New Year’s Resolutions for Parents of Preschoolers


For the next few days, New Year’s Resolutions will be a hot topic.  People will talk about things they want to achieve in the year 2013.  Social media sites will be full of promises about diet, exercise and daring to do things differently.  We tend to look inward and determine what we want for ourselves.  This year, I challenge you to have two lists of resolutions – the personal and the parental.

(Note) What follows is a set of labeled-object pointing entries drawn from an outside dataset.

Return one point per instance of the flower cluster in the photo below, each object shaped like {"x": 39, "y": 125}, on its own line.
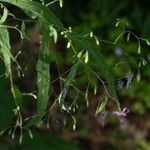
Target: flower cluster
{"x": 128, "y": 77}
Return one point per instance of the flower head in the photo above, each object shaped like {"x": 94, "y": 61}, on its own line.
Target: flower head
{"x": 102, "y": 117}
{"x": 63, "y": 93}
{"x": 120, "y": 84}
{"x": 121, "y": 115}
{"x": 118, "y": 52}
{"x": 129, "y": 77}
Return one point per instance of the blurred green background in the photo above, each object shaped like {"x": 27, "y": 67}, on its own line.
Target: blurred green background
{"x": 100, "y": 17}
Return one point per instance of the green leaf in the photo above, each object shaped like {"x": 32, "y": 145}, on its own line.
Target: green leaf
{"x": 4, "y": 17}
{"x": 5, "y": 49}
{"x": 43, "y": 75}
{"x": 71, "y": 75}
{"x": 40, "y": 10}
{"x": 101, "y": 107}
{"x": 96, "y": 58}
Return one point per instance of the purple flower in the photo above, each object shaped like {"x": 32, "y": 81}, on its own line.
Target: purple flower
{"x": 121, "y": 115}
{"x": 118, "y": 52}
{"x": 120, "y": 84}
{"x": 148, "y": 57}
{"x": 102, "y": 117}
{"x": 129, "y": 77}
{"x": 63, "y": 93}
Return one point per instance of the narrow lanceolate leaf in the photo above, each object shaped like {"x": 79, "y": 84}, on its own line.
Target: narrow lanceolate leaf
{"x": 71, "y": 75}
{"x": 68, "y": 82}
{"x": 38, "y": 9}
{"x": 4, "y": 16}
{"x": 5, "y": 50}
{"x": 96, "y": 58}
{"x": 43, "y": 75}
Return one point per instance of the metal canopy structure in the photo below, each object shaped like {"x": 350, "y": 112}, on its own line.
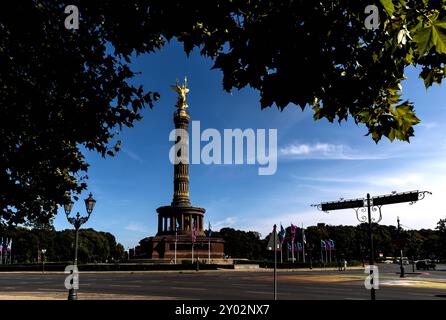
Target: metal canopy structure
{"x": 364, "y": 208}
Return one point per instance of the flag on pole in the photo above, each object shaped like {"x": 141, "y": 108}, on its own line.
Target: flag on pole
{"x": 299, "y": 246}
{"x": 210, "y": 230}
{"x": 177, "y": 227}
{"x": 323, "y": 245}
{"x": 293, "y": 232}
{"x": 281, "y": 234}
{"x": 194, "y": 234}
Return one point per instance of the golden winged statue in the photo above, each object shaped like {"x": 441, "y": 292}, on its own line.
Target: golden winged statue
{"x": 182, "y": 91}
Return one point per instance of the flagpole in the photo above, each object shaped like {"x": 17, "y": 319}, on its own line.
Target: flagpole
{"x": 281, "y": 259}
{"x": 322, "y": 256}
{"x": 176, "y": 239}
{"x": 292, "y": 251}
{"x": 209, "y": 245}
{"x": 303, "y": 242}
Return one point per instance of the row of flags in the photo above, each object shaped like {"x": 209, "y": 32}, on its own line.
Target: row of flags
{"x": 327, "y": 245}
{"x": 5, "y": 245}
{"x": 282, "y": 238}
{"x": 5, "y": 250}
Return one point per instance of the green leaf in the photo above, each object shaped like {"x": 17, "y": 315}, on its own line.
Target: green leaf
{"x": 388, "y": 6}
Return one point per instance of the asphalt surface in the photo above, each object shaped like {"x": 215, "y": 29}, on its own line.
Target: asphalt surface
{"x": 229, "y": 285}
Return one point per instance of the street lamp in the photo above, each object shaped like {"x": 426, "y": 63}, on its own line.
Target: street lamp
{"x": 77, "y": 222}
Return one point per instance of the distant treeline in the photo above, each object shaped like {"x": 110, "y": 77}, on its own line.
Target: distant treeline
{"x": 351, "y": 242}
{"x": 94, "y": 246}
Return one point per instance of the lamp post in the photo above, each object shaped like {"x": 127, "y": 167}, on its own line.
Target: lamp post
{"x": 77, "y": 222}
{"x": 43, "y": 260}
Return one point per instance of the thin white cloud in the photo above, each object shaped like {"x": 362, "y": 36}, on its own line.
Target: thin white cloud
{"x": 136, "y": 227}
{"x": 428, "y": 125}
{"x": 326, "y": 151}
{"x": 132, "y": 155}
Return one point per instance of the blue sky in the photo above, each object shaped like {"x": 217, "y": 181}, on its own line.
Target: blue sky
{"x": 317, "y": 161}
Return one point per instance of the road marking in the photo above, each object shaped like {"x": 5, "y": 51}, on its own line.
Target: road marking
{"x": 259, "y": 292}
{"x": 124, "y": 285}
{"x": 51, "y": 290}
{"x": 188, "y": 288}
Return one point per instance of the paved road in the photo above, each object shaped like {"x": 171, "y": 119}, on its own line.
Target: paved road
{"x": 252, "y": 285}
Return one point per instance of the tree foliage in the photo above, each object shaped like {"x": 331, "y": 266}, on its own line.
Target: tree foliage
{"x": 94, "y": 246}
{"x": 66, "y": 91}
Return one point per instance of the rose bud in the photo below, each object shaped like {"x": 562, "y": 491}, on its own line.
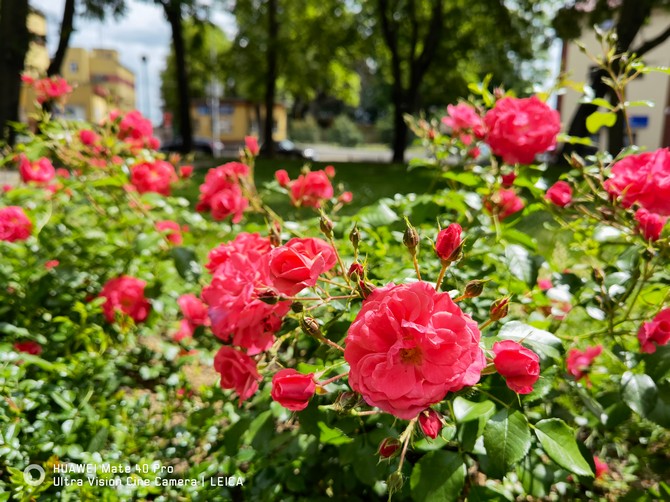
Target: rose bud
{"x": 449, "y": 244}
{"x": 293, "y": 390}
{"x": 388, "y": 447}
{"x": 430, "y": 422}
{"x": 518, "y": 365}
{"x": 560, "y": 194}
{"x": 499, "y": 309}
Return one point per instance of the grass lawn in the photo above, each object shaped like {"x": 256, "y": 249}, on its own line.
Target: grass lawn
{"x": 368, "y": 181}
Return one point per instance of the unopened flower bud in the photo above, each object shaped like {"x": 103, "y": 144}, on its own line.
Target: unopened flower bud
{"x": 326, "y": 226}
{"x": 410, "y": 238}
{"x": 310, "y": 327}
{"x": 474, "y": 288}
{"x": 388, "y": 447}
{"x": 355, "y": 236}
{"x": 499, "y": 309}
{"x": 268, "y": 296}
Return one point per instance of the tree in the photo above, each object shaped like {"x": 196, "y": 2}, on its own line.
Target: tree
{"x": 96, "y": 9}
{"x": 13, "y": 48}
{"x": 630, "y": 16}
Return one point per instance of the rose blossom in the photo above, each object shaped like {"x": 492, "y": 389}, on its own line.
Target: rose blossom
{"x": 519, "y": 129}
{"x": 125, "y": 294}
{"x": 238, "y": 371}
{"x": 430, "y": 422}
{"x": 643, "y": 178}
{"x": 293, "y": 390}
{"x": 298, "y": 264}
{"x": 14, "y": 224}
{"x": 448, "y": 242}
{"x": 518, "y": 365}
{"x": 311, "y": 189}
{"x": 560, "y": 194}
{"x": 409, "y": 346}
{"x": 193, "y": 309}
{"x": 28, "y": 347}
{"x": 579, "y": 362}
{"x": 655, "y": 333}
{"x": 41, "y": 171}
{"x": 504, "y": 203}
{"x": 650, "y": 224}
{"x": 171, "y": 230}
{"x": 153, "y": 176}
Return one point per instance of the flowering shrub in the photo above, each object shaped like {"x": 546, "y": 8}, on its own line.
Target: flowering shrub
{"x": 517, "y": 348}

Resolve this year to give more conscience thought to your parenting.  In this competitive, stressful, overscheduled and technologically based world, think about how you can help your young children to build a foundation of feeling capable, being emotionally strong and loving to explore their curiosity.  Consider these New Year’s Resolutions for Parents of Preschoolers:

  • Encourage more socialization and less technology driven isolation:  It is astounding to see parents of preschoolers, or children of any age, posting pictures in the social media of their children and friends sitting side by side each using their own tablet, laptop or video game and calling that a play date.  Play time with friends should encourage conversation, creativity and cooperation.  Children should be entering the world of their imagination and not the imagination of a software engineer.  Dramatic play, alone and with others, is the most important part of your child’s day.  Children who engage in play in worlds of their own making are testing rules & boundaries, gaining confidence in their ability to make decisions and learning about the world by role playing.  Role playing is, in fact, the beginning of literacy.  Children experiment with symbolism, exercise their verbal skills muscles and tell the most amazing stories.  Unplug the video game.  Turn off the laptop.  Encourage socialization and brain exercise.
  • Give some control to your children by encouraging them to make decisions:  Young children have very little control over their days.  They follow the pattern of the day as set forth by all of the adults in their lives.  There is a schedule at home and a routine at school.  Young children measure time by routine so it is important to have predictability.  There are some things, however, that they can control.  Young children can pick their own clothes or choose from a couple of snack choices.  As you go through each day, be aware of the decisions that you are making that actually can be handed over to your children.  They will learn that their opinions have value and they are capable decision makers.
  • Encourage sensory experiences by having a messy zone in your home:  When children dive into finger paints, shaving cream and play dough, they are doing more than just making a mess.  They are developing pathways in the brain that help to process input from the world around them.  The more children smell, feel, taste, see and hear, the more data they collect and the more perceptive they become.
  • Become more aware of what activities are adult driven and, therefore,  not really play:  Children learn best through play, by being active learners.  The moment that adults take over the activity, your children become passive participants.  Young children may enjoy dance class, sports and taking music lessons and that’s wonderful.  They should be encouraged to participate in activities that they enjoy.  As parents, however, we need to recognize that all of these adult driven activities provide no opportunities for children to make their own decisions and , therefore, build their own knowledge.   Be sure to balance your schedule with plenty of free play, both indoors and outside, during which the children determine the course of action.
  • Listen more and talk less:  This may be the most difficult parenting resolution.  We have lived a while and have knowledge that we just want to impart.  When we talk, we cannot hear.  Children have feelings, opinions and their own viewpoint of the world.  They do not think like we do nor do we think like them.  It is important to really listen as our children speak and to watch when they are at play.  Listening and watching gives us a window into how they see their world.  It is when we understand their perceptions that we can better alleviate their fears, guide them and help them to be confident.

Parenting is the hardest job on Earth.  Resolve in 2013 to take parenting off of auto-pilot and reflect upon the activities of each day.  Think about the ways in which you provide not only the basics but also a foundation for all future interactions, learning and self-worth.

Wishing you a happy, healthy and fulfilling 2013!